Dual scale of rights upheld when based on objective and reasonable grounds – Sagardoy

The Audiencia Nacional Employment Chamber judgment of 25 February 2009 confirmed in Spain the legality of the dual scale of rights (mainly in relation to salary) regulated by the current CLH (Tierra) collective bargaining agreement.


This matter originated from issues affecting the State-owned company CAMPSA, which lost its oil monopoly under Law 34/92 and was forced to adapt to the oil sector legislation under European law, intended to open to competition.

This substantial change of circumstances resulted in the creation of a number of new entities. The most important of these was CLH (Tierra), whose main activity is the distribution of liquid hydrocarbons in Spain through the management of oil pipelines.

The new situation led to the need to adapt a collective bargaining agreement which, due to the employer’s advantageous status as a monopoly, had been granting very generous rights (including relating to salary, functional inflexibility, etc), which were found to be incompatible with the demands of a competitive market.

In view of this, collective dismissals were carried out and a new agreement was concluded. The terms of which made a distinction between the rights applicable to “privileged” workers – hired during the days in which it enjoyed a monopoly – and those who had joined later.

The agreement was challenged by a trade union before the employment tribunal and was eventually held to be lawful on 5/3/2007 by the Fourth Chamber of the Supreme Court, which held that a dual scale which was necessary to enable CLH to adapt to new circumstances was neither abusive nor discriminatory.
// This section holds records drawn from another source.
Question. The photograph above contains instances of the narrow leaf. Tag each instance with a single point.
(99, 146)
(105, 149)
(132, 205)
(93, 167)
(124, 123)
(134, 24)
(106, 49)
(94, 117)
Román Gil, de Sagardoy, explica el reciente juicio del Tribunal Supremo, de la Sala Cuarta de lo Social, que confirmó la legalidad del continuo uso de la doble escala salarial llevada a cabo por la petrolera CLH, a condición de que su uso sea siempre conforme con circunstancias objetivas y razonables. La introducción de esa doble escala salarial tuvo su origen en el convenio salarial acordado después de la privatización de la empresa, por lo cual, y en nombre de la competitividad, se pagó menos a los trabajadores que se incorporaron de manera posterior.

New challenge

The recent judgment issued by the Audiencia Nacional relates to a subsequent trade union challenge of the company’s current collective bargaining agreement (although the challenge was brought by a minority trade union, the majority trade union joined in and, as such, was signatory to the agreement which is now under challenge).

In this instance the claimants argued that the dual scale of rights was no longer lawful in view both of the company’s situation and of certain Supreme Court case law which they believed to apply.

Following a trial in which the company was represented by Juan Antonio Sagardoy, the Audiencia Nacional held that the circumstances leading to the confirmation of the previous collective bargaining agreement still applied. Amongst them were the need to adapt to the competition while respecting, on a personal basis, more advantageous terms for “older” employees, in addition to the ability to have a new collective bargaining agreement with rights conferred by a previous one, and concluded that the dual scale was based on objective and reasonable grounds.

It is worth adding that in CLH’s current collective bargaining agreement, just as in the case leading to the Supreme Court judgment of 30/10/2008 relating to Repsol’s dual scale and whose reasoning coincides with that of the Audiencia Nacional, it is not a projection of remuneration differences into the future but the maintenance, on a personal basis, of the terms applicable to certain workers (increasingly fewer in number) and the establishment of a single common system to guarantee the company’s viability.